The episode featured a guest performance by Cameron Monaghan as the mind controller Tyler Carson. The actor tweeted after the episode's broadcast, "Fringe was cool. What person in the world doesn't wish they had mind-controll [sic] powers!" "Of Human Action" also had guest appearances by Andrew Airlie, Peter Graham-Gaudreau, John Tench, Vincent Gale, Jacqueline Ann Steuart, and Doron Bell Jr.

==Music and cultural references==
"Of Human Action" featured two songs, "Subtle Duck" by Charles Bissell and "Angel Love" by Samantha James. In honor of The Simpsonss 20th anniversary, several shows in Fox's lineup contained references to the show. In "Of Human Action", Tyler uses a Homer Simpson Pez dispenser to store his mind-control drugs, and the town he and Peter journey to is Springfield, the same name of the town in The Simpsons; when Springfield appears in the sky, no state is shown, just like the ambiguity concerning the home state of The Simpsons.

==Reception==

===Ratings===
On its initial November 12, 2009 broadcast in the United States, "Of Human Action" was watched by an estimated 5.89 million viewers, and earned a 2.2 ratings share among adults 18–49, tying the season average. This was a 29 percent increase from the previous episode's 1.7 rating, though that episode's low ratings have been attributed to the unexpected end to the 2009 World Series. Despite the ratings improvement, "Of Human Action" led Fringe to finish in fourth place for its timeslot.

===Reviews===
"Of Human Action" received a very positive reaction from MTV's Josh Wigler, writing "As a stand-alone episode with some interesting character insight, this week's Fringe was a success. It might also be a mythological success, too, should the big reveal at the end—the fact that Massive Dynamic has inundated multiple children with telepathic abilities—pan out in future episodes." Andrew Hanson of the Los Angeles Times enjoyed being able to see more of Massive Dynamic, and praised Astrid's increased presence in the plot. Airlock Alpha writer Tiffany Vogt called it a "gripping story with much emotional resonance," especially with the father-son parallels between Peter and Tyler.

"It was a taut episode in pacing, storytelling, and character interaction."
— – Airlock Alpha writer Tiffany Vogt

The A.V. Clubs Noel Murray had a more mixed reaction, giving the episode a rating of C+ and criticizing lead guest actor Cameron Monaghan, "In this role, he was a drag, playing 'rebellious teen' in a stock, wooden way, with no extra layers. Also, nobody—not even Joshua Jackson, whom I've come to appreciate more as an actor over the run of this show—could make the 'My mind is being controlled!' scenes look anything other than goofy." Murray also said, "Yet for all my griping, I was quite taken with the theme of this episode, and the motifs that writers Robert Chiappetta and Glen Whitman and director Joe Chappelle used to support it.

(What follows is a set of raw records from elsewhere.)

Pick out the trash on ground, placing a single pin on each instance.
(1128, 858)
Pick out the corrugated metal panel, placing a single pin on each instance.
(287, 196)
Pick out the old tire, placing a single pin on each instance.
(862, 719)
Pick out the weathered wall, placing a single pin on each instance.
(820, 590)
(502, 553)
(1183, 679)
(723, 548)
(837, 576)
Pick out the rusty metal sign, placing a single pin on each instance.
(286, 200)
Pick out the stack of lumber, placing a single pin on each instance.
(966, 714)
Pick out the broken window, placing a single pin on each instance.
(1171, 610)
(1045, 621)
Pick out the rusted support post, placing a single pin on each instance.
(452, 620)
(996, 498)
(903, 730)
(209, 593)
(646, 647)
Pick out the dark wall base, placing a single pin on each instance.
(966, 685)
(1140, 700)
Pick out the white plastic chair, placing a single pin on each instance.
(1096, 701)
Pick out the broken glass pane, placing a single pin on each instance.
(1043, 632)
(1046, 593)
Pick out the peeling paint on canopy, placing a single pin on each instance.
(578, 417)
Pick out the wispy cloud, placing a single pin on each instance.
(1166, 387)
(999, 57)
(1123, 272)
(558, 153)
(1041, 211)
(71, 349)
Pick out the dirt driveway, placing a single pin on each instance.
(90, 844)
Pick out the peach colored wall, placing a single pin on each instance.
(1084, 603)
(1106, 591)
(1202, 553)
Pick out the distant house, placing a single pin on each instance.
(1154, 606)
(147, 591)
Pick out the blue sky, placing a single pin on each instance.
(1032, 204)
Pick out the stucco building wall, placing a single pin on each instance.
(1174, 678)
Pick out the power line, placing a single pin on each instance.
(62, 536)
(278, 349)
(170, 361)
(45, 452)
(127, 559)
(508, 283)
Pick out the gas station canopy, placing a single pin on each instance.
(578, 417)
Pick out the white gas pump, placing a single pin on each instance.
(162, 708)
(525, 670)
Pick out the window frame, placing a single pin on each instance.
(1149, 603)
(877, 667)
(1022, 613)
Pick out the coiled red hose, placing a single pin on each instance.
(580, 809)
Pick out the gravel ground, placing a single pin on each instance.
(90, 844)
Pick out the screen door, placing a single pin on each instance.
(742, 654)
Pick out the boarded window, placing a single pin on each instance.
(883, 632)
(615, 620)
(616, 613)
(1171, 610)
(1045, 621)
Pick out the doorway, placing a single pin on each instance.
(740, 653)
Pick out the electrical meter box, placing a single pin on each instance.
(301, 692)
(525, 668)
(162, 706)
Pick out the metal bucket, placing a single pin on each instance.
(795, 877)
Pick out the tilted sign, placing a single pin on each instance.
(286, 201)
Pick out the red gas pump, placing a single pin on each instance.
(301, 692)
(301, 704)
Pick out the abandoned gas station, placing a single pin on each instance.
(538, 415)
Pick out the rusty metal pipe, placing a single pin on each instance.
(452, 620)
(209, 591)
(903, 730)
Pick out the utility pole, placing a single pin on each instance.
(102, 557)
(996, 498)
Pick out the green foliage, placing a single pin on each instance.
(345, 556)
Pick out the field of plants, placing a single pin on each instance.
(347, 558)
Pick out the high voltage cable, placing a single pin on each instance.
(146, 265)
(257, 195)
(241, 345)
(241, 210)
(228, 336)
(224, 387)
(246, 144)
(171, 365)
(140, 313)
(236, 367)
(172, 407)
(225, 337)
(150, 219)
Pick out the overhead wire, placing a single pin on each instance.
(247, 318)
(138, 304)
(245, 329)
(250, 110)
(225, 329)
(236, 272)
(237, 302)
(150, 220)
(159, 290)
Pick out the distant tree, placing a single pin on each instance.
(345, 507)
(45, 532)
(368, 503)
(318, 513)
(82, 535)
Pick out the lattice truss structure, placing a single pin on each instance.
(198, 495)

From the tinfoil Peter Pan hats that Walter and Astrid wear to Tyler popping the medication that grants him his powers out of a Pez dispenser, there's a lot in 'Of Human Action' about childish things." Ramsey Isler from IGN graded the episode 8.0/10, explaining that despite it being a "standalone" episode, it was "a high-intensity, action-filled tale that kept the adrenaline flowing. Fringe is usually more of a cerebral show, but there's nothing wrong with appealing to our love of action every now and then". Also positive was Chanel Reeder of Newsarama, who believed Fringe "totally deliver[ed] in its most recent episode. The twists are back, along with the dramatic high intensity moments that the show is known for." Reeder praised the plot twist of Tyler being the mind controller, and was pleased with the increased presence of Massive Dynamic.